My mother was a recruiter, which was a super valuable resource in my job hunt, because she’d seen it from the other side (see “Be one with the interviewer”).  The best piece of advice she gave me was, “Don’t decide on the job until you have the offer.  Until then, you’re interested.”

This has a really practical application: if the job you’re really interested in turns you down, and you stuck around with a job that gave you an offer you weren’t so interested in, guess what?  You still have a job.

But on another, less practical level, it gives you two more things.  You get something to compare other jobs to — you get additional experience with a number of different companies, and if you’ve been asking everyone your canned questions, you get a lot of answers to cross-calibrate by.  You may also not know that you’re interested in something until you go through the process.  I got an interview at an internet behemoth — something that predates Google — and I thought it would be a terrible job.  When I got there, I found out they were under new management, had a clear and high-impact way to get back on track, and were solving a really interesting problem.  Likewise, for another job in “business analytics,” I started off thinking that it wasn’t what I wanted to do.  After I went to the office and met everyone, I realized that the company was full of incredibly intelligent, bright, professional people that I wanted to work with, the position involved developing data-driven applications more than analysis, and the company had a great culture. If I had said no up front, I would probably be in Charlotte right now instead of San Francisco.  So don’t turn the job down until you get it.

Closing thoughts

I’ve spewn a lot of nonsense at you, but this is the stuff that worked for me.  In the end, you want to present yourself as someone who’s smart and gets things done, but also as someone who’s not an asshole.  The best way to do that is to show that you can learn, show that you can solve problems, and be open and honest.
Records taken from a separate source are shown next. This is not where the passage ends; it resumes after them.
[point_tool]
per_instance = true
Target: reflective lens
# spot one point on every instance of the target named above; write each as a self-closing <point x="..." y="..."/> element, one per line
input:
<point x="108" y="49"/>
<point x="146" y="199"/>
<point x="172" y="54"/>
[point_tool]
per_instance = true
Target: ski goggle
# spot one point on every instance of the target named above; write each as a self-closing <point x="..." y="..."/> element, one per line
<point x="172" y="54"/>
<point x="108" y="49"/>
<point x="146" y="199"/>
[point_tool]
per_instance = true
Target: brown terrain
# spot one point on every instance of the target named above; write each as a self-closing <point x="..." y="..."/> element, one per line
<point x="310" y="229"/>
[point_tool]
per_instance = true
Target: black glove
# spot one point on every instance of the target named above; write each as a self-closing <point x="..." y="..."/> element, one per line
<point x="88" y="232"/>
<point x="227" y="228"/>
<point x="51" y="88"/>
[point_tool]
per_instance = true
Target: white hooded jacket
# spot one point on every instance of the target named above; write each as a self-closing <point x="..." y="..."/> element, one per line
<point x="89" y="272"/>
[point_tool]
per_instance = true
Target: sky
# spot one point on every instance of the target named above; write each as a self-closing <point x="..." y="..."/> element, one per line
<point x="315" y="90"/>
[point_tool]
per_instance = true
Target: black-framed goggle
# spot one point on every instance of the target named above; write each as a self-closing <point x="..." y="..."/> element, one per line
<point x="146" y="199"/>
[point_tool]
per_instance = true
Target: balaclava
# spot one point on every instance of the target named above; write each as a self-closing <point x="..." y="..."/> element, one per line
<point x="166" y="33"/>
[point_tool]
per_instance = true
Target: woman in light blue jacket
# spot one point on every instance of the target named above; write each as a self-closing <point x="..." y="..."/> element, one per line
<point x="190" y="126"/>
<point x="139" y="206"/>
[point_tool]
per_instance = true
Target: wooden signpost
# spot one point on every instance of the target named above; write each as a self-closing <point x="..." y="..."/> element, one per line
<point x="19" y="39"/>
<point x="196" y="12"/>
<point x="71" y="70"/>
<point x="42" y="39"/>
And if that’s not enough?  You didn’t wanna work there anyway.

  1. Insomuch as a blog post can really be famous? More like… well-respected.  Well, insomuch as a blog post can be well-respected.  Maybe it’s more like well-respected by a guy I respect pretty well?
  2. Spolksy, a founder of StackOverflow and the Stack Exchange universe, had a blog called Joel on Software. It is phenomenal, and I highly recommend you go there and read through the reading lists.  I will reference another of his posts in an upcoming post myself — if I don’t, yell at me and remind me to.  In other news, the Stack Exchange podcast is usually hilarious, and I highly recommend listening.
  3.  This, too, will be the subject of a future post, tentatively entitled “Dear Recruiters.”  Same instructions.
  4. This post is about interviewing, not getting an interview, but let it be known: I cannot overstate the value of having a referral.  Of the five companies I made it on-site to, 4 were through referrals, and the fifth was the first place I’d heard from in a month or two of searching
  5. Here they are again, just to be sure: The Guerrilla Guide to Interviewing and You Suck at Technical Interviews
  6. Example: I am incredibly privileged to have gone to an amazing high school.  We had one of the best European history departments in the entire country — literally award-winning.  If I had to guess, 80+% of the students at my school who took the AP European history exam scored a perfect 5.  The year I took the exam, we had the choice of a question about “mass politics” at the turn of the 20th Century and another about something relatively obscure — maybe the defenestration of Prague or the importance of the 18th Century Revolution to 19th Century France.  Most of the class took the former option — “I know something about the French Revolution, but we studied the turn of the century in depth, ‘mass politics’ kinda sounds like nationalism, it’s probably something about saber-rattling diplomacy and World War I, which I know a lot about.”  Mass politics was about the expansion of the vote to women and minorities.  Most people got 3’s and 4’s because, even though they demonstrated that they knew a lot, they bluffed their way through it and ended up answering the wrong question. It’s probably one of the worst years our European History department ever had, all because people didn’t know what they didn’t know.